The typeof window === "undefined" check prevents SSR crashes. Next.js tries to render everything server-side first, and PDF.js depends on browser APIs that don't exist in Node.

The Conversion Function

The core function handles both single and multi-page PDFs. The branching happens after we know how many pages exist:

export async function convertPdfToImages(
  file: File,
  targetFormat: ImageFormat,
  options: PdfConversionOptions = {}
): Promise<ConversionResult> {
  const { dpi = 150, quality = 0.92, onProgress } = options;
 
  const pdfjs = await getPdfJs();
  const arrayBuffer = await file.arrayBuffer();
  const pdf = await pdfjs.getDocument({ data: arrayBuffer }).promise;
  const numPages = pdf.numPages;
 
  // Single page - return image directly
  if (numPages === 1) {
    onProgress?.(1, 1);
    const { blob, width, height } = await renderPage(1);
    return {
      blob,
      url: URL.createObjectURL(blob),
      fileName: `${baseName}.${extension}`,
      // ...
    };
  }
 
  // Multi-page - create ZIP
  const JSZip = (await import("jszip")).default;
  const zip = new JSZip();
 
  for (let i = 1; i <= numPages; i++) {
    onProgress?.(i, numPages);
    const { blob } = await renderPage(i);
    zip.file(`${baseName}-page${i}.${extension}`, blob);
  }
 
  const zipBlob = await zip.generateAsync({ type: "blob" });
  return {
    blob: zipBlob,
    url: URL.createObjectURL(zipBlob),
    fileName: `${baseName}-${numPages}pages.zip`,
    // ...
  };
}

JSZip is also lazy-loaded. No point bundling it for users who only convert JPGs.

Rendering Pages to Canvas

Each PDF page gets rendered to a canvas, then converted to a blob. The DPI setting controls output quality - 72 is screen resolution, 150 is good for most uses, 300 is print quality:

const renderPage = async (pageNum: number) => {
  const page = await pdf.getPage(pageNum);
  const scale = dpi / 72; // PDF default is 72 DPI
  const viewport = page.getViewport({ scale });
 
  const canvas = document.createElement("canvas");
  canvas.width = Math.floor(viewport.width);
  canvas.height = Math.floor(viewport.height);
 
  const ctx = canvas.getContext("2d", {
    alpha: targetFormat === "png" || targetFormat === "webp", 
  });
 
  // White background for formats without transparency
  ctx.fillStyle = "#FFFFFF";
  ctx.fillRect(0, 0, canvas.width, canvas.height);
 
  await page.render({ canvas, viewport }).promise;
 
  const blob = await new Promise<Blob>((resolve, reject) => {
    canvas.toBlob(
      (result) => result ? resolve(result) : reject(new Error("Conversion failed")),
      MIME_TYPES[targetFormat],
      quality
    );
  });
 
  return { blob, width: canvas.width, height: canvas.height };
};

The alpha option on canvas context matters. JPEG doesn't support transparency - enabling alpha wastes memory. PNG and WebP need it.

Canvas Size Limits

Browsers have maximum canvas dimensions. Chrome caps around 16,384 pixels per side. A 300 DPI render of an A4 page hits ~3500 pixels - safe. But a 10-page legal document at high DPI could exceed limits.

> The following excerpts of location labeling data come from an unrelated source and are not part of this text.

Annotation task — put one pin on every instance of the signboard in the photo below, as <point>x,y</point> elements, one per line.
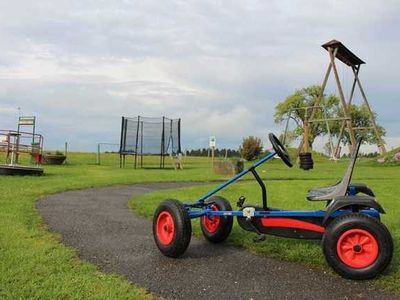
<point>26,121</point>
<point>212,142</point>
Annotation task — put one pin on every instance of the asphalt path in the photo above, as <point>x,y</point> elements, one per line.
<point>99,224</point>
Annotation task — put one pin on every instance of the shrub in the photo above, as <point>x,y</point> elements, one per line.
<point>251,148</point>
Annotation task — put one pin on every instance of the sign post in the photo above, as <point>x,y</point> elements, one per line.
<point>212,140</point>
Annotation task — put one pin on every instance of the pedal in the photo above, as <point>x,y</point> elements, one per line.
<point>260,237</point>
<point>240,201</point>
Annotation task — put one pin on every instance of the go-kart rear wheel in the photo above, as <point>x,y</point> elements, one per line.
<point>172,228</point>
<point>216,229</point>
<point>357,246</point>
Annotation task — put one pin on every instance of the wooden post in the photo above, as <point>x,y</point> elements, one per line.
<point>323,86</point>
<point>66,152</point>
<point>372,118</point>
<point>337,149</point>
<point>343,100</point>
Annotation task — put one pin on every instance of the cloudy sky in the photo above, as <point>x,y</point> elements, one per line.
<point>221,66</point>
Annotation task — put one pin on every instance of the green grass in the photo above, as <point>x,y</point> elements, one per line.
<point>33,262</point>
<point>287,189</point>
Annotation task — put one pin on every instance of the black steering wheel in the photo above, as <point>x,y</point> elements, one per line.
<point>280,150</point>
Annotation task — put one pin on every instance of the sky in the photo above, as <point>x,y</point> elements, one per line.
<point>220,66</point>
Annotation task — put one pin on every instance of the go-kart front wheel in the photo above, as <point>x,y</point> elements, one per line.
<point>357,246</point>
<point>172,228</point>
<point>216,229</point>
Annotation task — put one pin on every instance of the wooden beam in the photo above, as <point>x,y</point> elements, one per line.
<point>381,144</point>
<point>342,99</point>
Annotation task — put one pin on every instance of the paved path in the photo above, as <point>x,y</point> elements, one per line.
<point>108,234</point>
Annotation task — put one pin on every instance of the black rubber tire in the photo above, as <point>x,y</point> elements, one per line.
<point>357,221</point>
<point>183,228</point>
<point>225,225</point>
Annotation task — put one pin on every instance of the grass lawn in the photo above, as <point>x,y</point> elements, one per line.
<point>33,262</point>
<point>287,189</point>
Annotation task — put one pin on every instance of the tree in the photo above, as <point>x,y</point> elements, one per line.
<point>293,105</point>
<point>332,108</point>
<point>360,118</point>
<point>251,148</point>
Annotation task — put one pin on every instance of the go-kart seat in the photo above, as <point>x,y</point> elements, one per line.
<point>340,188</point>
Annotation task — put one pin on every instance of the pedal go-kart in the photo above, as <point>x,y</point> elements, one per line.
<point>354,241</point>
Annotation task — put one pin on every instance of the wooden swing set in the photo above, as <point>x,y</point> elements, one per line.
<point>338,51</point>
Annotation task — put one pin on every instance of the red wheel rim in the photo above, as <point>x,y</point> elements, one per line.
<point>165,228</point>
<point>357,248</point>
<point>211,223</point>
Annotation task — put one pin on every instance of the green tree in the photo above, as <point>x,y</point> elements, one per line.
<point>293,105</point>
<point>307,97</point>
<point>360,118</point>
<point>251,148</point>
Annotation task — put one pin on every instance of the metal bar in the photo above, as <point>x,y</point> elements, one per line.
<point>286,127</point>
<point>162,143</point>
<point>98,155</point>
<point>330,119</point>
<point>263,189</point>
<point>137,138</point>
<point>141,144</point>
<point>235,178</point>
<point>279,213</point>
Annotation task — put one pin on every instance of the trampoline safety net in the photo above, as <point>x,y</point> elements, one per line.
<point>149,136</point>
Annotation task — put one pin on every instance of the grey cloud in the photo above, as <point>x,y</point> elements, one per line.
<point>81,65</point>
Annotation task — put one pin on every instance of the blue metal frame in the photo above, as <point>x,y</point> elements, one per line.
<point>279,213</point>
<point>205,208</point>
<point>201,200</point>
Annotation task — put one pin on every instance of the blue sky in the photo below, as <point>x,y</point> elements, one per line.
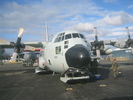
<point>109,16</point>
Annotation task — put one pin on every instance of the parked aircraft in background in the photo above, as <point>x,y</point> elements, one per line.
<point>69,53</point>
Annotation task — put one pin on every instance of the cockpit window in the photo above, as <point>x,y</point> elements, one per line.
<point>75,35</point>
<point>68,36</point>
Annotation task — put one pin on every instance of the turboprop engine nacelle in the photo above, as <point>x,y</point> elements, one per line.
<point>105,51</point>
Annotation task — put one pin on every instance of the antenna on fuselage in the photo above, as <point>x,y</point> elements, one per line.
<point>46,34</point>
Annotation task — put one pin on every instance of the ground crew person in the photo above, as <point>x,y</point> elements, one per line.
<point>115,68</point>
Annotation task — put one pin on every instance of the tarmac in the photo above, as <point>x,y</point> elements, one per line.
<point>21,83</point>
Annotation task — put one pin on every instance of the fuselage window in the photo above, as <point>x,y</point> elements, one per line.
<point>68,36</point>
<point>75,35</point>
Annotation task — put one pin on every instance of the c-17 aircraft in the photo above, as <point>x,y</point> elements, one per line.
<point>69,53</point>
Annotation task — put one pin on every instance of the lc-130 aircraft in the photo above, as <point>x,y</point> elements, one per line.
<point>69,53</point>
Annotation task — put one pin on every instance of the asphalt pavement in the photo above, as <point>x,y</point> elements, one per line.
<point>21,83</point>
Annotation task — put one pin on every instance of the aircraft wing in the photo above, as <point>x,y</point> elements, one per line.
<point>7,44</point>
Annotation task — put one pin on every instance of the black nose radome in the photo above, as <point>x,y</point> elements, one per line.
<point>77,56</point>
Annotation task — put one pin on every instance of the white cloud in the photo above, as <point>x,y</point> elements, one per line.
<point>130,7</point>
<point>116,18</point>
<point>82,27</point>
<point>111,1</point>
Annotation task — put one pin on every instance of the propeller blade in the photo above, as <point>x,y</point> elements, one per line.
<point>128,32</point>
<point>95,32</point>
<point>98,53</point>
<point>13,58</point>
<point>29,48</point>
<point>20,33</point>
<point>17,46</point>
<point>4,41</point>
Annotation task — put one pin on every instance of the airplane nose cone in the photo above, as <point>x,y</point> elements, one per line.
<point>77,56</point>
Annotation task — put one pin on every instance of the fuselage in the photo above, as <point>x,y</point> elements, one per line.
<point>67,49</point>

const MAX_CANVAS_DIMENSION = 16384;
const DEFAULT_MAX_DIMENSION = 8192;
 
function calculateDimensions(width: number, height: number, maxDimension: number) {
  const maxDim = Math.min(maxDimension, MAX_CANVAS_DIMENSION);
 
  if (width <= maxDim && height <= maxDim) {
    return { width, height, scaled: false };
  }
 
  const ratio = Math.min(maxDim / width, maxDim / height);
  return {
    width: Math.floor(width * ratio),
    height: Math.floor(height * ratio),
    scaled: true, 
  };
}

If dimensions exceed the limit, we scale down proportionally. The user gets a working image instead of a crashed tab.

Progress Feedback

Multi-page conversions can take time. The progress callback keeps users informed:

onProgress: (current, total) => {
  setConversion((prev) =>
    prev ? { ...prev, pdfProgress: { current, total } } : null
  );
}

The UI renders it in the button:

{conversion.status === "converting" ? (
  <>
    <RefreshCw className="h-5 w-5 animate-spin" />
    {conversion.pdfProgress 
      ? `Converting page ${conversion.pdfProgress.current} of ${conversion.pdfProgress.total}...`
      : "Converting..."} // [!code ++]
  </>
) : (
  // ...
)}

Docker Deployment

The postinstall script needed Docker adjustments. The deps stage runs pnpm install, but the public folder doesn't exist yet:

# Before: postinstall fails
RUN pnpm install --frozen-lockfile // [!code --]
 
# After: create directory first
RUN mkdir -p ./public // [!code ++]
RUN pnpm install --frozen-lockfile // [!code ++]

We also copy the worker explicitly in the builder stage - belt and suspenders:

# Copy PDF.js worker to public folder
RUN cp ./node_modules/pdfjs-dist/build/pdf.worker.min.mjs ./public/

What We Removed

The original implementation had a page selector - users picked which page to convert. This made sense initially but the feedback was clear: people want all pages.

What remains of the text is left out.